Es lässt sich daher auch nicht mit Bestimmtheit sagen, ob die Geschwister offen darüber reden, einst vom Onkel oder Opa (die englische Übertitelung des französischen Textes hat definitiv Schwachstellen) missbraucht worden zu sein.
Bewegungen in Zeitlupe
Vielleicht dröhnen sie sich auch nur zu – mit Musik von Salem und Drogen? In Trance steigen die Geschwister aus dem Auto, sie bewegen sich extrem langsam – wie bei einer Expedition auf einem fernen Planeten. Hat nicht Felix (Theo Livesey), begeistert von Computergames (samt Extraleben), eine Mission? Doch dann gesellt sich eine dritte Figur hinzu, der Avatar (oder das Alter Ego) von Klara. Sie übernimmt, ähnlich angezogen, von Adèle Haenel, die in „L’Étang“ beeindruckte, den aktiven Part: Zur minimalistischen Elektronik-Symphonie von Caterina Barbieri (mit Verweisen auf die 70er-Jahre) bäumt sich Katia Petrowick auf, dann krümmt sie sich zu wummernden Tönen. Klara schluchzt, schreit.

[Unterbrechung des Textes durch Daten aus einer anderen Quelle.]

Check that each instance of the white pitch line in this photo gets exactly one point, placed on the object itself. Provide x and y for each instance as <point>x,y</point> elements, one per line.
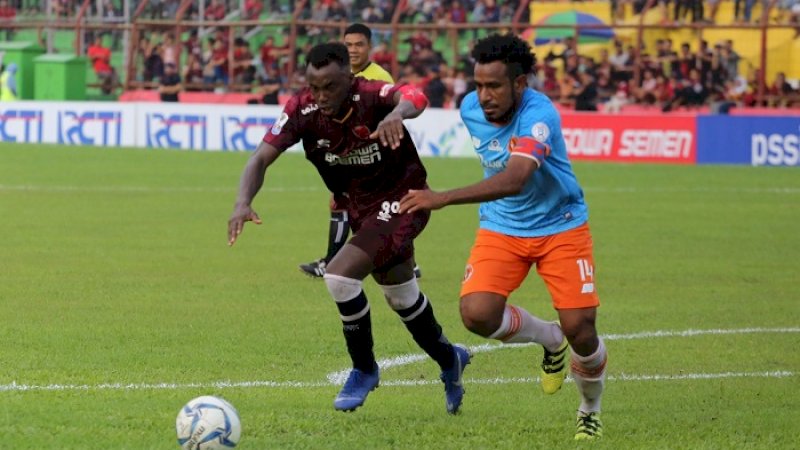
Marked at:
<point>14,387</point>
<point>339,377</point>
<point>127,189</point>
<point>336,378</point>
<point>142,189</point>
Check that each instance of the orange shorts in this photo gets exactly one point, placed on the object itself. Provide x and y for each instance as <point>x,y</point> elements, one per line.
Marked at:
<point>499,263</point>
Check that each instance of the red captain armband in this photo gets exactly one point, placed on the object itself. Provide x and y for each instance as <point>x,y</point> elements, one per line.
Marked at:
<point>414,95</point>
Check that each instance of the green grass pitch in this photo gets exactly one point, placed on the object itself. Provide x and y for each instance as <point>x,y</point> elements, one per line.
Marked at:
<point>120,301</point>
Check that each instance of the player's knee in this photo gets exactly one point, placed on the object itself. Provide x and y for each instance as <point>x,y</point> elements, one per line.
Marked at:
<point>401,296</point>
<point>479,319</point>
<point>579,328</point>
<point>342,288</point>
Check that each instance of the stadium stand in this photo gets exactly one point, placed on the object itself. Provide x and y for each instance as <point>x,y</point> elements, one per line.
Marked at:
<point>628,54</point>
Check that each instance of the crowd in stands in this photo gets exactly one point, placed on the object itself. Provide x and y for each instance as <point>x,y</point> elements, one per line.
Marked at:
<point>207,59</point>
<point>662,77</point>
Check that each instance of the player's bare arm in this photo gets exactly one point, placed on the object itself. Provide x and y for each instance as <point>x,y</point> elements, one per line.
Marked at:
<point>252,180</point>
<point>409,103</point>
<point>508,182</point>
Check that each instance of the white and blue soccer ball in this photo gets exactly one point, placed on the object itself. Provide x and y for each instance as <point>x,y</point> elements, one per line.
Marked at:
<point>208,423</point>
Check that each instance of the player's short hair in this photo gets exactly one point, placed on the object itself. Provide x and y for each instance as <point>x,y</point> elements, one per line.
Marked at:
<point>330,52</point>
<point>509,49</point>
<point>359,28</point>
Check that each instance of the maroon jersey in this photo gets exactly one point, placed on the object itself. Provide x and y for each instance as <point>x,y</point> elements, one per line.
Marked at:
<point>350,163</point>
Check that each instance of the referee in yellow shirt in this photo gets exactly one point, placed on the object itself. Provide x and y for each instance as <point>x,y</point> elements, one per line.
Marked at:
<point>358,39</point>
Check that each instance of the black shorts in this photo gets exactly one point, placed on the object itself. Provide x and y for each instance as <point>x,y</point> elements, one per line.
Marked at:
<point>387,236</point>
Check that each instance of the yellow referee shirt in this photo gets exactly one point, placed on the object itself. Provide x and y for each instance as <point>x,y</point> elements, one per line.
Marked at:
<point>375,72</point>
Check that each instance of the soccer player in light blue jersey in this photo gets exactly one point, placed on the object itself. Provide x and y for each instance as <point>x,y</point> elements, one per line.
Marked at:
<point>532,212</point>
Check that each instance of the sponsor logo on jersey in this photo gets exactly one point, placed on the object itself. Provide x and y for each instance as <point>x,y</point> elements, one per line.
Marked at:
<point>276,129</point>
<point>476,142</point>
<point>540,131</point>
<point>494,164</point>
<point>359,157</point>
<point>309,109</point>
<point>385,90</point>
<point>361,132</point>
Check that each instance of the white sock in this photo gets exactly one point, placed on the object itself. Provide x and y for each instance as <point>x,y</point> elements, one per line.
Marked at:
<point>589,373</point>
<point>520,326</point>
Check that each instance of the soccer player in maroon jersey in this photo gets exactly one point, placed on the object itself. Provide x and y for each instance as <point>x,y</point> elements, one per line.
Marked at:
<point>352,131</point>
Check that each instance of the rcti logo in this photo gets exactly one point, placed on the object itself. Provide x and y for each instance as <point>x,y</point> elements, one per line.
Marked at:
<point>21,126</point>
<point>176,131</point>
<point>90,128</point>
<point>244,133</point>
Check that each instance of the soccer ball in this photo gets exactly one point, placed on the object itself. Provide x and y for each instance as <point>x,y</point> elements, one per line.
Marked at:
<point>208,423</point>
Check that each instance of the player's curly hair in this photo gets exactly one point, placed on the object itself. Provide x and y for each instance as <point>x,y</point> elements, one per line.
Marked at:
<point>509,49</point>
<point>330,52</point>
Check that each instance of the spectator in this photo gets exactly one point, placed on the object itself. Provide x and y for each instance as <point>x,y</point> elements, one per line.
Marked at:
<point>62,8</point>
<point>192,44</point>
<point>685,62</point>
<point>692,92</point>
<point>170,50</point>
<point>193,73</point>
<point>666,57</point>
<point>585,92</point>
<point>435,88</point>
<point>270,53</point>
<point>779,91</point>
<point>270,87</point>
<point>458,14</point>
<point>253,9</point>
<point>100,57</point>
<point>729,60</point>
<point>646,93</point>
<point>7,14</point>
<point>383,57</point>
<point>215,11</point>
<point>243,69</point>
<point>219,62</point>
<point>153,64</point>
<point>170,84</point>
<point>8,83</point>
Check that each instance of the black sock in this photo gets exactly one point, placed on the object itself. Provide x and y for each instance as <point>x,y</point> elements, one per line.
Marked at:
<point>358,332</point>
<point>337,233</point>
<point>427,332</point>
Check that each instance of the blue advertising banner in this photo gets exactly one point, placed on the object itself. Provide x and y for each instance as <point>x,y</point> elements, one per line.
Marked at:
<point>753,140</point>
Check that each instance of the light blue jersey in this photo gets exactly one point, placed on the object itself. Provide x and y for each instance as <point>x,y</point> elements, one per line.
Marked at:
<point>552,200</point>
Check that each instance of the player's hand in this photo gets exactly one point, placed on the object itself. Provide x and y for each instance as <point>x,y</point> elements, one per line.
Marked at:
<point>242,214</point>
<point>421,200</point>
<point>389,131</point>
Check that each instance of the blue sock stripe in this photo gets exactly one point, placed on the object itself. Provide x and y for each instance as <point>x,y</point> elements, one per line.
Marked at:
<point>412,312</point>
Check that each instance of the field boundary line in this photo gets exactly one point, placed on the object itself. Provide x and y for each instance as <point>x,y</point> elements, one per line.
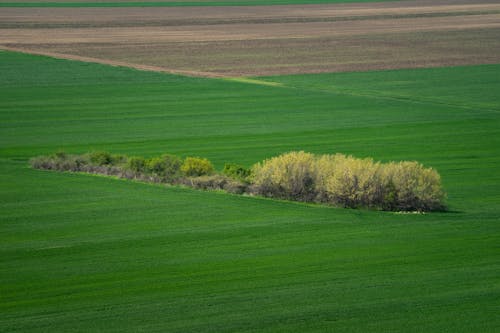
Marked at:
<point>140,67</point>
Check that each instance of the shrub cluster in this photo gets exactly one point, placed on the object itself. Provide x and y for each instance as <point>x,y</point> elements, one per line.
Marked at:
<point>349,182</point>
<point>332,179</point>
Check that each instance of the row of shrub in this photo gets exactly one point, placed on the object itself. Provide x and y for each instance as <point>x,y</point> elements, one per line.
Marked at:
<point>332,179</point>
<point>350,182</point>
<point>170,169</point>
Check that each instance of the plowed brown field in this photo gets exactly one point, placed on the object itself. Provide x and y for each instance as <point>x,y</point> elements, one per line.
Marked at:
<point>235,41</point>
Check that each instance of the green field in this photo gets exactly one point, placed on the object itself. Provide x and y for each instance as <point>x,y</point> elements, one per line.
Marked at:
<point>174,3</point>
<point>86,253</point>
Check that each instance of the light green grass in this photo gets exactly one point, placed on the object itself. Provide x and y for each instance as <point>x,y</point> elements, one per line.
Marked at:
<point>85,253</point>
<point>175,3</point>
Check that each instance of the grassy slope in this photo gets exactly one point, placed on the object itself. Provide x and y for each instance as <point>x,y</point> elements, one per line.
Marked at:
<point>175,3</point>
<point>85,253</point>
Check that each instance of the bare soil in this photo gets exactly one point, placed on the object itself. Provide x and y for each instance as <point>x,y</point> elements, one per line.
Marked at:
<point>235,41</point>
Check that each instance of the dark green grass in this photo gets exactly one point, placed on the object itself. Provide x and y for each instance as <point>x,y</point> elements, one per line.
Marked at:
<point>86,253</point>
<point>176,3</point>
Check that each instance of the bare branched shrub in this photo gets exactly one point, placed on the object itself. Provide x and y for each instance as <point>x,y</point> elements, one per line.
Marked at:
<point>333,179</point>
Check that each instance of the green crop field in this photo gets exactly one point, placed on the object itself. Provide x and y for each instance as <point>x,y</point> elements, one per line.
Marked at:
<point>82,253</point>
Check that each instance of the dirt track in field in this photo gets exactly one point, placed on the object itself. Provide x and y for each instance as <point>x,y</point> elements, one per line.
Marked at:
<point>262,40</point>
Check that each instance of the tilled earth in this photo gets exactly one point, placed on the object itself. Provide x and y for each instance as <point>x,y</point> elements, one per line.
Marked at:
<point>263,40</point>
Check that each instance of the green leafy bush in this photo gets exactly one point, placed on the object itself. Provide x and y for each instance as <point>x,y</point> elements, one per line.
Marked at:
<point>196,166</point>
<point>136,164</point>
<point>100,158</point>
<point>350,182</point>
<point>236,171</point>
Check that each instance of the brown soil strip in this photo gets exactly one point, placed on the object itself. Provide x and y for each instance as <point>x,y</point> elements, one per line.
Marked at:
<point>234,41</point>
<point>112,63</point>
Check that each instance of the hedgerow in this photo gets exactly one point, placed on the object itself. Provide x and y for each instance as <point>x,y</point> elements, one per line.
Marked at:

Ihr Leben wie jenes des Bruders wurde zerstört, an der Rampe versinnbildlicht eine Puppe, so Gisèle Vienne, das innere Kind, das bei der Vergewaltigung gestorben ist. Zwischendurch schockt ein Horror-Moment, Yves Godin versinnbildlicht die Qualen mit einer Vielzahl von Laserstrahlen, die den Raum zerschneiden. Ein durchaus intensives Erlebnis. Mit einer Dauer von zwei Stunden aber um einiges zu lang.